Hi all,
I have a program doing detection and tracking of moving vehicles with some statistics visualization. The program is well optimized to work in real-time on Jetson Nano (using TensorRT engine for detection). I moved the same code + models from Nano to TX2 with generating new engine files. The program runs 5-6 times slower than Nano. Normally TX2 has 2 additional Denver CPUs and is supposed to be faster. I measure the processing time for detection and tracking. Detection Time is similar, but the tracking with Dlib is slower. I m using the correlation tracker in Dlib.

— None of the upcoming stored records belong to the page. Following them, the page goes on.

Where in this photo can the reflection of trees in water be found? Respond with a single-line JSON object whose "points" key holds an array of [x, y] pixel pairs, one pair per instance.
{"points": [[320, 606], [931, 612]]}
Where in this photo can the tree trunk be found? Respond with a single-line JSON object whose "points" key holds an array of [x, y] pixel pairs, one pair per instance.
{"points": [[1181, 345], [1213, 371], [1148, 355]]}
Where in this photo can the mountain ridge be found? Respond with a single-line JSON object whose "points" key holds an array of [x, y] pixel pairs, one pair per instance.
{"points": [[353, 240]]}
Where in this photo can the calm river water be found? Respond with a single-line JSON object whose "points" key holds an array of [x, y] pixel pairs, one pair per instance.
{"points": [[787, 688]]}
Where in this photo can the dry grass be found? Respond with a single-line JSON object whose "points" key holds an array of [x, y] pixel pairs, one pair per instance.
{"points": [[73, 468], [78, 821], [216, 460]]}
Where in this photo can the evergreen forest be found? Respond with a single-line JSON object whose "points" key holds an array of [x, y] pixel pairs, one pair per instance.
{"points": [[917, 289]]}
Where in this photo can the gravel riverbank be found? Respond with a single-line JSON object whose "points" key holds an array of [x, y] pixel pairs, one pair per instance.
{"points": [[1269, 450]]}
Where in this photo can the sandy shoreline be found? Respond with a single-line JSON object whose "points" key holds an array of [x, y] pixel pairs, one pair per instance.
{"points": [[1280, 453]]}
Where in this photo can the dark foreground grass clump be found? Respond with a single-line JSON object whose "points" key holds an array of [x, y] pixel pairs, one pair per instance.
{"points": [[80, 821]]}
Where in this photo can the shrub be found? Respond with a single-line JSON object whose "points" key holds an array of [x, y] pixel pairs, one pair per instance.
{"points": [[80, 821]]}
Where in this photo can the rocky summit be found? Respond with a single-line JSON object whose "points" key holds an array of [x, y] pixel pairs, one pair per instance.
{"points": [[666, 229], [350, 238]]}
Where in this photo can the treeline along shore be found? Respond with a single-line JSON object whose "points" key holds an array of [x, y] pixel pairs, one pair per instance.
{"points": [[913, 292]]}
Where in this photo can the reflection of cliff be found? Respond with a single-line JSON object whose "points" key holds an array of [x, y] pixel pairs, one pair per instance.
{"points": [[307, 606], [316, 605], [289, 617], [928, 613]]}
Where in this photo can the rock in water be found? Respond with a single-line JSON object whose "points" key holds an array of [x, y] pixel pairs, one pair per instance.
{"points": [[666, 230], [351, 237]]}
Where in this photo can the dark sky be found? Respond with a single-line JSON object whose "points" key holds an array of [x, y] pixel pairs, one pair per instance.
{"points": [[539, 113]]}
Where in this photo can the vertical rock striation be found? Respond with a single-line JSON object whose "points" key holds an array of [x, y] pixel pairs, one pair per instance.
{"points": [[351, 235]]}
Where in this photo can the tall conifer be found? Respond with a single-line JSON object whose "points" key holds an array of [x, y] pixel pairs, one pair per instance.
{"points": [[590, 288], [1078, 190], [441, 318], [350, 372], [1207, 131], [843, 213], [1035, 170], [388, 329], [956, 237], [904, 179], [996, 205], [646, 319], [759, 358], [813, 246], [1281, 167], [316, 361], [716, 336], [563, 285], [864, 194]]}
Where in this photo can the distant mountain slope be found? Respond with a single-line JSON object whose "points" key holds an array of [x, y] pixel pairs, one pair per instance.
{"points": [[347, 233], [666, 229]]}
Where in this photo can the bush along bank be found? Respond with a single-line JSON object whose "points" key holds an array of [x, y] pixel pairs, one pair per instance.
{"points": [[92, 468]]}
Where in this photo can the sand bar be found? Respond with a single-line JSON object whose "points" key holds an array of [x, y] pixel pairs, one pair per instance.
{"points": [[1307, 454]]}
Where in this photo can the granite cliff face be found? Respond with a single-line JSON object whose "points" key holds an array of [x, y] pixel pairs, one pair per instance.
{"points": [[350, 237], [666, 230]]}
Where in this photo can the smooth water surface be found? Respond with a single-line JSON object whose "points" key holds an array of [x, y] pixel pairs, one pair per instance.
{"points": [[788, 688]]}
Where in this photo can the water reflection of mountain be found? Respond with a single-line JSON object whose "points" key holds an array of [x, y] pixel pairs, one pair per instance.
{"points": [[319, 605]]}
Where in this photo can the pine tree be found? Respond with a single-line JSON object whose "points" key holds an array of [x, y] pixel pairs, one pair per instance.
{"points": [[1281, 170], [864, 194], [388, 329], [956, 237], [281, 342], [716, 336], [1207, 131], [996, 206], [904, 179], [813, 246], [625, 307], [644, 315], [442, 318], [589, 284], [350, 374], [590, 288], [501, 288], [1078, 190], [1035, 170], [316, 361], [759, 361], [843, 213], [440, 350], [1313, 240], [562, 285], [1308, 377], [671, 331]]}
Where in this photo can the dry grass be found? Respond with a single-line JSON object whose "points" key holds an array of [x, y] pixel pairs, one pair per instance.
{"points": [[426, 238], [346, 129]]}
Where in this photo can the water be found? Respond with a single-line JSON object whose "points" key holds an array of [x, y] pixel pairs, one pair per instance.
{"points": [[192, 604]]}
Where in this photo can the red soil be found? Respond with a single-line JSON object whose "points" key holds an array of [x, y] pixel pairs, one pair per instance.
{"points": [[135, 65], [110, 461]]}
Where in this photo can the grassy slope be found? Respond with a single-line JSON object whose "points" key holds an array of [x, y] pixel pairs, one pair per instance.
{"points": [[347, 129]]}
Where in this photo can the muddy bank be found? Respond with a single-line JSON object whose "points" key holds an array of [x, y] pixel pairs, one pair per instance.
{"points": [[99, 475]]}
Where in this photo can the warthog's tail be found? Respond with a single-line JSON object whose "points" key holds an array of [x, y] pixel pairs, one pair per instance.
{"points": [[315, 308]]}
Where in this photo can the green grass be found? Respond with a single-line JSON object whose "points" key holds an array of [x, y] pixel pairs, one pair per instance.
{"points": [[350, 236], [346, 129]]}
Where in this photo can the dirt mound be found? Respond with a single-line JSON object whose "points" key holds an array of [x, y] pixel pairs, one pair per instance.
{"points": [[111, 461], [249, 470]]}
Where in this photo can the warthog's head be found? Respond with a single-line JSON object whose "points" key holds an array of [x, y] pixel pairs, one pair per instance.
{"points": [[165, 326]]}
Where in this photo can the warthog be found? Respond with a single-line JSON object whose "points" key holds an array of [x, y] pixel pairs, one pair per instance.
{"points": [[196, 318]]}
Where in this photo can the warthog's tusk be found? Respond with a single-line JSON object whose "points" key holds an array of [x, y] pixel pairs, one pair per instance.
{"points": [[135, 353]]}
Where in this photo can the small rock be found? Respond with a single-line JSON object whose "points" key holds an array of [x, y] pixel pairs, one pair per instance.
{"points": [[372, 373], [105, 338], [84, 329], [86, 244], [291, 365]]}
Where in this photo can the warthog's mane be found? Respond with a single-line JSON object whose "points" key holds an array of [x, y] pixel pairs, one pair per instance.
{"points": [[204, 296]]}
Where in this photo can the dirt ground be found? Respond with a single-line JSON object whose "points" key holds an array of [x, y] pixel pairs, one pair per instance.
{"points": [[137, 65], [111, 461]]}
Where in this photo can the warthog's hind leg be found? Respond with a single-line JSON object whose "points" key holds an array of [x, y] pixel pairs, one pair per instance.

Environment (for both TX2 and Nano):
- Jetpack L4T 32.2.1
- GPU ARCH (6.2 TX2) / (5.3 Nano)
- OpenCV 4.1.1 compiled CUDA YES (Compiled from source in a 128GB SD card (TX2) / internal storage (Nano))
- TensorRT 5.1.6.1
- Dlib 19.17 (Compiled from source in internal storage)
- Matplotlib 2.1.1 (installed with pip3)
- CUDA 10.0.326
- cuDNN 7.5.0.56
- VisionWorks 1.6.0.500n
- Python 3.6.8
Things I tried and failed :
- all the NVP models on TX2
- compiled OpenCV with TBB support
- use the last version of Dlib with CUDA/LAPACK/BLAS (19.18 released 2/3 weeks ago): https://github.com/davisking/dlib/releases
Are there any ideas, i can try to fix this issue?
Thanks in advance